L’échec de la centralisation des soins aigus à Neuchâtel et du CTR à La Chaux-de-Fonds s’explique en partie par les grandes erreurs de communication de HNe et du Conseil d’Etat, leur pensée unique et leur logique technocratique. Deux ans de manque d’humanité (jamais on n’a parlé de « personnes » mais de « patients » ou de « clients« ), d’absence de conscience critique et de prise en compte de la position inverse dans les discours. Deux ans que leur hypothèse a été posée en dogme, que l’initiative n’avait que des défauts. Je reviens sur la chronologie de ces erreurs qui coûtent cher aux pilotes de l’avion à l’aile cassée. Ils savaient pourtant qu’ils seraient dans ce blog talonnés sur ce qu’ils diraient.
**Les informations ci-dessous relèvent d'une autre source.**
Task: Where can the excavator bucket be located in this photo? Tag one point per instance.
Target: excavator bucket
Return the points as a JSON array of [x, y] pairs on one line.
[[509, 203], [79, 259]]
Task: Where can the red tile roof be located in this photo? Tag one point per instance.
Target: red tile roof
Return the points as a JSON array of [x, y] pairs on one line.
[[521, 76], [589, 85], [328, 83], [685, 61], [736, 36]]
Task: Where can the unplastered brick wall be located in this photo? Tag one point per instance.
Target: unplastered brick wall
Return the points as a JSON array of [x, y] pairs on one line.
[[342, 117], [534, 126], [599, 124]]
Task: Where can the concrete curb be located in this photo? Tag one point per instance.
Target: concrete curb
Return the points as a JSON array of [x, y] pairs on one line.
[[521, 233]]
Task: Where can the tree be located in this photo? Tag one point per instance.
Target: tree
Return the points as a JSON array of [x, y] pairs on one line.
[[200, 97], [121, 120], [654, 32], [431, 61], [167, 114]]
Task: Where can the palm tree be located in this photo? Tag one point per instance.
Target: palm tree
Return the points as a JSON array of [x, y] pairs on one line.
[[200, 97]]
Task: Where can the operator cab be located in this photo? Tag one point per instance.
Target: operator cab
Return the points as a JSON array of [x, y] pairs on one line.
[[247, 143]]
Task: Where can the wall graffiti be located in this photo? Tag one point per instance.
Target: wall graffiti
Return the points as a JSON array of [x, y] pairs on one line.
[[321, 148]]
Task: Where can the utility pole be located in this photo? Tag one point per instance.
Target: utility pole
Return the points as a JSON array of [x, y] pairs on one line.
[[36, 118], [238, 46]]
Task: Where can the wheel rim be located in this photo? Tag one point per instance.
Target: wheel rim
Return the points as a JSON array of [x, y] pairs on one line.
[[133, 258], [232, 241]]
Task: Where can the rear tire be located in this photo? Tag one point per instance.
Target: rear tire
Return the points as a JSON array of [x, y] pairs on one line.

C’est le 24 janvier 2015 que Mme Pauline de Vos Bolay, nouvelle présidente du Conseil d’administration, transfuge de l’Hôpital fribourgeois, est intronisée dans le journal local. Elle s’y confie avec une arrogance coupable, expliquant que la « situation actuelle est douloureuse mais salutaire » et en comparant les Montagnes avec Châtel-Saint-Denis. C’est l’annonce du refus de prendre en compte la décision populaire de 2013 et en particulier de continuer à rénover le site de La Chaux-de-Fonds.
Le 28 janvier 2015, les deux exécutifs de deux villes des Montagnes neuchâteloises s’expriment devant la presse. Ils ont choisi la salle la salle du Conseil général de la Métropole horlogère. Tout un symbole: c’est le lieu de la première rencontre des Autorités cantonales en 1848. Notre république est bafouée dans ses fondements et il faut le dire fortement et solennellement ! En même temps est lancée l’initiative pour le retour de la maternité dans le Haut, qui sera suivie par celle qui a gagné dimanche 12 février 2017. En substance, les deux exécutifs disent : soit vous créez ce que le peuple a voté le 24 novembre 2013 (site opérationnel avec urgences et blocs opératoires ouverts 24h/24), soit vous créez un nouveau site mère-enfant, soit vous nous rendez notre hôpital au niveau où il fonctionnait en 2007. Fabien Fivaz, candidat au Conseil d’Etat, relevait aussi ce jour-là dans son blog le problème de gouvernance de HNe.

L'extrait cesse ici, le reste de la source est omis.